Odpowiedź do posta u góry:

Nie mam nawet takiego pliku ani katalogu. Może trochę późno odpowiadam, ale w ogóle zapomniałem o temacie i nawet nie liczyłem, że ktoś odpowie.

Ze względu na to, że nie znalazłem rozwiązania, problem odłożyłem na później, a tymczasowo usunąłem pm-utils dzięki czemu za każdym razem kiedy system mi się sam wstrzymywał dostawałem tylko komunikat, że wstrzymanie się nie powiodło. Niestety wtedy nie mogłem w ogóle korzystać ze wstrzymania i hibernacji.

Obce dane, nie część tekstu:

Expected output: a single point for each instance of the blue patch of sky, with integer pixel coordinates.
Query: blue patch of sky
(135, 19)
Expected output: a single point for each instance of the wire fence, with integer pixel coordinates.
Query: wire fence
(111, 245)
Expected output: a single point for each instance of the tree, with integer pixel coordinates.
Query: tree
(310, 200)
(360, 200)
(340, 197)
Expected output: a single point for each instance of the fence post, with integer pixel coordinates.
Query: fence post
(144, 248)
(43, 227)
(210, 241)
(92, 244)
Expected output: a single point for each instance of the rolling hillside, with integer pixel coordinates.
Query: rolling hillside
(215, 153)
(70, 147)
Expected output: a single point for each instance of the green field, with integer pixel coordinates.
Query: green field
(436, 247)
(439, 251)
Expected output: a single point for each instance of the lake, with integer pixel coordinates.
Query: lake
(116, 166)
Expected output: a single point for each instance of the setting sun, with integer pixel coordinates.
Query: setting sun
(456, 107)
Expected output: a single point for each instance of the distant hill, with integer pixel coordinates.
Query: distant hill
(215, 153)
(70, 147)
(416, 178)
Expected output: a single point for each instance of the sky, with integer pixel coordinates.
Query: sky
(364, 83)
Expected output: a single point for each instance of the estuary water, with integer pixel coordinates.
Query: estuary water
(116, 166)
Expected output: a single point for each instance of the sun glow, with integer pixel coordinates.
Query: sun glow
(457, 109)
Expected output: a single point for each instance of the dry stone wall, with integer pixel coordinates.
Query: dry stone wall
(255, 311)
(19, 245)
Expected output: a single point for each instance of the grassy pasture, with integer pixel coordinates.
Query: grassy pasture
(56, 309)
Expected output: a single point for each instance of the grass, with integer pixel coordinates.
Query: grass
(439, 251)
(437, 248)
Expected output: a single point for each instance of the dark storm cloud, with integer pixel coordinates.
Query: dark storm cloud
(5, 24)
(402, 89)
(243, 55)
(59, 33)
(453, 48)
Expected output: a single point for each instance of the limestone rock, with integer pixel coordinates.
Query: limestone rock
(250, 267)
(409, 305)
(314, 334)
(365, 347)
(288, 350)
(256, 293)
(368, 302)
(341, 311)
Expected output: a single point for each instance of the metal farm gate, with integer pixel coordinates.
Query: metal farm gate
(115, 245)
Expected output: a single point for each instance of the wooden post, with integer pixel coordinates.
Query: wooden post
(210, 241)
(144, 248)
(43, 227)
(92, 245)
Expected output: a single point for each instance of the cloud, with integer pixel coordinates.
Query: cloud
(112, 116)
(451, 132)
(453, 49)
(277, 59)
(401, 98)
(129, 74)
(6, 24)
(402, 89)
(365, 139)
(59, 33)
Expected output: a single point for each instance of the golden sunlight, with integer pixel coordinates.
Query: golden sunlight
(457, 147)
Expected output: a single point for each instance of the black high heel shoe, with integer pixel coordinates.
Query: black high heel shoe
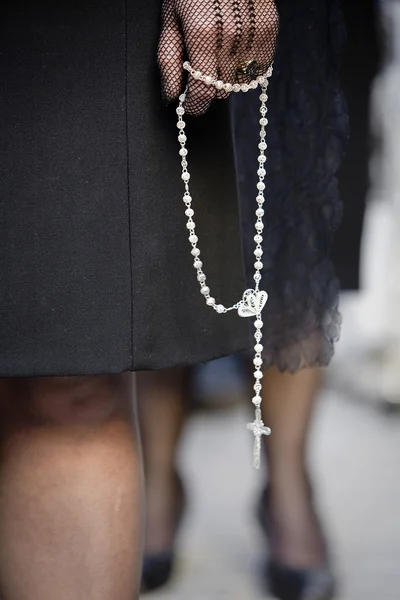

Teraz postanowiłem ponownie zająć się problemem i doszedłem do wniosku, że powodem samoczynnego wstrzymywania systemu jest gnome-power-manager. Usunięcie go rozwiązuje problem, aczkolwiek u mnie po wielu rekompilacjach i zabaw z różnymi wersjami i flagami problem sam znikł.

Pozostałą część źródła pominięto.